Still, the dumb games go on, and not just with Republican leadership.
On Fox News, the networks' top primetime hosts rolled out more sleazy rhetorical techniques to signal support for Trump's Big Lie and the insurrection, all without having the courage to come right out and say what they meant bluntly. Instead, they mostly mocked the police officers who testified. Tucker Carlson sneeringly suggested the officers were exaggerating the trauma of January 6, while Laura Ingraham called the hearing "performance art." They're counting on viewers not watching the hearing in the first place. If they had, they would have heard that one of the police officers suffered a heart attack and traumatic brain injury, another had an emotional breakdown, another was seen on video being crushed in a door, and another provided photos of his extensive injuries from that day.
The most overtly fascist fringe of the Republican party is, it must be said, gliding closer to coming right out and saying they think that January 6 was a good thing.
As Zachary Petrizzo of Salon reported Tuesday, Reps. Marjorie Taylor Greene, R-GA, Matt Gaetz, R-Fl, Louie Gohmert, R-Tx., and Paul Gosar, R-Az., attempted to hold a press conference as counterprogramming to the hearing, in which arrested insurrectionists were portrayed as "political prisoners." The presser fell apart, however, when protesters made a mockery of the situation. But while these folks are generally treated as a "fringe" of the party, it's important to remember they are on exactly the same page as Trump himself. And he has been spouting the same talking points painting the insurrectionists as the good guys.
But even Trump is too much of a coward to come right out and say that he thinks violent insurrection is good. Instead, he's been in full gaslighting mode for months, denying that the riot was even a riot, instead saying, "it was zero threat" and that the insurrectionists were "hugging and kissing the police and the guards." For his part, officer Gonell directly retorted during the hearing Tuesday, "I'm still recovering from those 'hugs and kisses' that day that he claimed that so many rioters, terrorists, were assaulting us with."

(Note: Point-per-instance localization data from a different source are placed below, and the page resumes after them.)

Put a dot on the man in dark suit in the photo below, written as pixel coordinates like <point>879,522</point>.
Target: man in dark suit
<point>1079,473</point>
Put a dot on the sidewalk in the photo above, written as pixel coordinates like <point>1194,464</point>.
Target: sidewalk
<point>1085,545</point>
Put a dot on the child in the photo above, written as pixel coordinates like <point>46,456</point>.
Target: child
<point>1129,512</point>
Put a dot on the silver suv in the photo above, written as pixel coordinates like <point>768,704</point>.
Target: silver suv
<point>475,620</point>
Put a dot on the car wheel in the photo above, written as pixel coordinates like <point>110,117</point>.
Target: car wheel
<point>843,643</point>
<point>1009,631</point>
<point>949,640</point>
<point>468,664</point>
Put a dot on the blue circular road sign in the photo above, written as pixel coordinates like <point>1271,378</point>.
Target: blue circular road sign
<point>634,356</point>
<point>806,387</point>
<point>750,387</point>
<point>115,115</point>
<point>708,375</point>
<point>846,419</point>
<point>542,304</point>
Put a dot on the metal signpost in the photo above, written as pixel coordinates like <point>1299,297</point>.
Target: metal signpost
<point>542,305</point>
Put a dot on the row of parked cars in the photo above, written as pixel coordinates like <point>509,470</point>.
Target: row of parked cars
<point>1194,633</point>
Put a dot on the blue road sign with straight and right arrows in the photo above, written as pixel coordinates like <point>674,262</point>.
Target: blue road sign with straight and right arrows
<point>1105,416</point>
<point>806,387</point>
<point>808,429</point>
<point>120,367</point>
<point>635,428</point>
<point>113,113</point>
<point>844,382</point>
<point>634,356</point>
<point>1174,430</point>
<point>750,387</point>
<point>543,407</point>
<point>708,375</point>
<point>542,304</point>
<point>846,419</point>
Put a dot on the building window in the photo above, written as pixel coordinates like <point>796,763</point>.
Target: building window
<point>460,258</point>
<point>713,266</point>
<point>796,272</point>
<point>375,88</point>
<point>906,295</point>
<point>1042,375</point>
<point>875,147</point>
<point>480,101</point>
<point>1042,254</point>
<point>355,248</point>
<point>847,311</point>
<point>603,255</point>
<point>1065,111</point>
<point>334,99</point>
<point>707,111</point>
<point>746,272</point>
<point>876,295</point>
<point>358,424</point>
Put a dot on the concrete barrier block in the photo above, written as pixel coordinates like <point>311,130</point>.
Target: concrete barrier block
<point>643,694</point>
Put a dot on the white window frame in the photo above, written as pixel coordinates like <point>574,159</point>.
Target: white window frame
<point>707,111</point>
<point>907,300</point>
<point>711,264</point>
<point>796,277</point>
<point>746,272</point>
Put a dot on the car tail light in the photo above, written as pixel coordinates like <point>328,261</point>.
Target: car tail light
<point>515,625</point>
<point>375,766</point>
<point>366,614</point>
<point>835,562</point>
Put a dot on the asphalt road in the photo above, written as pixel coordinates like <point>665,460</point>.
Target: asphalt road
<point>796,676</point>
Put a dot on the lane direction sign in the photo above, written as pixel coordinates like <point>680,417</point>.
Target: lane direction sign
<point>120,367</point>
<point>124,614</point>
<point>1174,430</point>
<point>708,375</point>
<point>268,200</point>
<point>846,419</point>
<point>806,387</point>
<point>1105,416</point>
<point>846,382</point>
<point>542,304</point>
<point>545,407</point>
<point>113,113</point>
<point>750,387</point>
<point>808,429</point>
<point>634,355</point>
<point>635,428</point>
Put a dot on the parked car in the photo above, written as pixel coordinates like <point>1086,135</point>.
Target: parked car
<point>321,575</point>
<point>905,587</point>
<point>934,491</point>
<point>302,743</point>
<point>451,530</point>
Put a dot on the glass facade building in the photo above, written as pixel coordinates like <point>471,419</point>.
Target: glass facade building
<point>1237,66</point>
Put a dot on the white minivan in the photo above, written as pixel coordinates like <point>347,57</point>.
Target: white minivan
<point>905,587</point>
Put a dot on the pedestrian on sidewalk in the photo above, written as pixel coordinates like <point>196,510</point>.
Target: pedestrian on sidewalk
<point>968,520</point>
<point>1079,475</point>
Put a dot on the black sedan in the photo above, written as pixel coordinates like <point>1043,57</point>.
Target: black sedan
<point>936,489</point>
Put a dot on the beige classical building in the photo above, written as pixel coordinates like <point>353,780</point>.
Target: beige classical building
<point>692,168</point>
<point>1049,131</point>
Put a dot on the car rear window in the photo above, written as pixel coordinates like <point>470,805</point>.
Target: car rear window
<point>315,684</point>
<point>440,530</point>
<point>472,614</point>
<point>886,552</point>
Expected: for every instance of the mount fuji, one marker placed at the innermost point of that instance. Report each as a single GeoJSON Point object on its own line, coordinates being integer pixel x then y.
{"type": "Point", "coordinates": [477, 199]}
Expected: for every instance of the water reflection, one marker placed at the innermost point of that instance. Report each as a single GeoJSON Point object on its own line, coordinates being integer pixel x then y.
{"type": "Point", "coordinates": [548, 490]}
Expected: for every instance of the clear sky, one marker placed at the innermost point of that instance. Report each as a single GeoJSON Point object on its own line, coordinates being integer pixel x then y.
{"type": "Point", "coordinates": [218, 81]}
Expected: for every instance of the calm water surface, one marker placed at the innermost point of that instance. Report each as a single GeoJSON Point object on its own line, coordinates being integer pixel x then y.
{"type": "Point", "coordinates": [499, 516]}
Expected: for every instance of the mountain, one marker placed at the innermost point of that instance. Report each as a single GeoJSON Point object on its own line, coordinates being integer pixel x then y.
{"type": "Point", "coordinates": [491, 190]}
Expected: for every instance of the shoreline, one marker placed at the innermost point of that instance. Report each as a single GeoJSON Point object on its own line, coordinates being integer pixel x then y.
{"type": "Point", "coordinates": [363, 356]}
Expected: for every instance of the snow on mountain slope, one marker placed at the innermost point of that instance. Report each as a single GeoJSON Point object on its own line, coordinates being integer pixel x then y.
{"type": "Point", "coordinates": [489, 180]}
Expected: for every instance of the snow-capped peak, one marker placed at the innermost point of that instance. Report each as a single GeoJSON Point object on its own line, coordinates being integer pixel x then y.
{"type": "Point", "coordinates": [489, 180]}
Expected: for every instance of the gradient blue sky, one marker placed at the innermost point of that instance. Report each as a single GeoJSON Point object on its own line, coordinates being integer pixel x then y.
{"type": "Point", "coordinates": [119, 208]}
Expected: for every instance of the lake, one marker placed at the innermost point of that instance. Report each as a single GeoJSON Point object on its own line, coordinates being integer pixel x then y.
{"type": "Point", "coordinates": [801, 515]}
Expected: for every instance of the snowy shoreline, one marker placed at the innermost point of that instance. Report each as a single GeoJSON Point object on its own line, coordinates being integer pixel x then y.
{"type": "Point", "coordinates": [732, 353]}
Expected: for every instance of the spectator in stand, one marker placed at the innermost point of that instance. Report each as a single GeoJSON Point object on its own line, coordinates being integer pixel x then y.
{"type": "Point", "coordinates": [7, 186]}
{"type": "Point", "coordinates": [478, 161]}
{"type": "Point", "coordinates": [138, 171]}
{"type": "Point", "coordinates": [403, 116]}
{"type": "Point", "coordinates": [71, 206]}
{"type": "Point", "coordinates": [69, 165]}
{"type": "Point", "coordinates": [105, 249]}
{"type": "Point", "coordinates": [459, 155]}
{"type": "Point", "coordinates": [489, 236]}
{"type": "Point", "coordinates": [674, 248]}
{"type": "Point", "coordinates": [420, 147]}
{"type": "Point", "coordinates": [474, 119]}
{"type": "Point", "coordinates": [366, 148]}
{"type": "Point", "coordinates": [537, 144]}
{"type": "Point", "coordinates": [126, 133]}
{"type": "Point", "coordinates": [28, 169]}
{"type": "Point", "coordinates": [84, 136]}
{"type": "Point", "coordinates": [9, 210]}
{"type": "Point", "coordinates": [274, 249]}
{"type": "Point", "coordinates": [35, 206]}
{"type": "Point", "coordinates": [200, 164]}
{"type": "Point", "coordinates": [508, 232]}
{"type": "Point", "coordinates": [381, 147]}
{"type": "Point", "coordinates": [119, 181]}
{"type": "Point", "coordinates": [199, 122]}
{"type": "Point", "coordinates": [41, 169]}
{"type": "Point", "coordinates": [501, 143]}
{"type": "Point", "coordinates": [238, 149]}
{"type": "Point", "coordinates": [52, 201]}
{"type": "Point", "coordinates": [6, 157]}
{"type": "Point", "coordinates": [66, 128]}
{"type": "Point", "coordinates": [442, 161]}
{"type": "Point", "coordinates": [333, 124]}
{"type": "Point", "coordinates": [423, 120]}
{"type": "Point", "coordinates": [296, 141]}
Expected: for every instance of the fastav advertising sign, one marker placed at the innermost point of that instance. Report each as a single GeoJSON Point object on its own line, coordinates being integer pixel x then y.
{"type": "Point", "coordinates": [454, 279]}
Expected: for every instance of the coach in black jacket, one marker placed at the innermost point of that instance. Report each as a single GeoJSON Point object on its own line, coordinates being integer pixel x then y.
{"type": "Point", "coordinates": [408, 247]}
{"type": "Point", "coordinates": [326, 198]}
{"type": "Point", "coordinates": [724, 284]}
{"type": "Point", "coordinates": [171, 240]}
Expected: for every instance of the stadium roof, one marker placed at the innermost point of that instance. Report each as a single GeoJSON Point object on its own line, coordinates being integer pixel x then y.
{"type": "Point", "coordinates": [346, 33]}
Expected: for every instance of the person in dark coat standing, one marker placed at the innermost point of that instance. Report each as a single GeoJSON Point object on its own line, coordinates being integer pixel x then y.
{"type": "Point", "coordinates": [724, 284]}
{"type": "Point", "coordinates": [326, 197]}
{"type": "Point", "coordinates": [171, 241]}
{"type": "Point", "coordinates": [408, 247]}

Trump's attempted coup failed. But Republicans in state governments across the country are lining up to make sure, next time he tries to steal an election, he succeeds. What's going on here is not mysterious. All these Republicans are betting that Trump will soon ascend to the dictatorial powers he aspires to, and they want a piece of the pie when that happens. But, until the day comes that a newly inaugurated Trump is declaring January 6 a federal holiday of the glorious revolution, they continue to fear that it's bad politics to just come out in favor of fascist insurrections. So here we are, in a sea of gaslighting and deflection and victim-blaming. Because Republicans aren't just villains — they're cowards.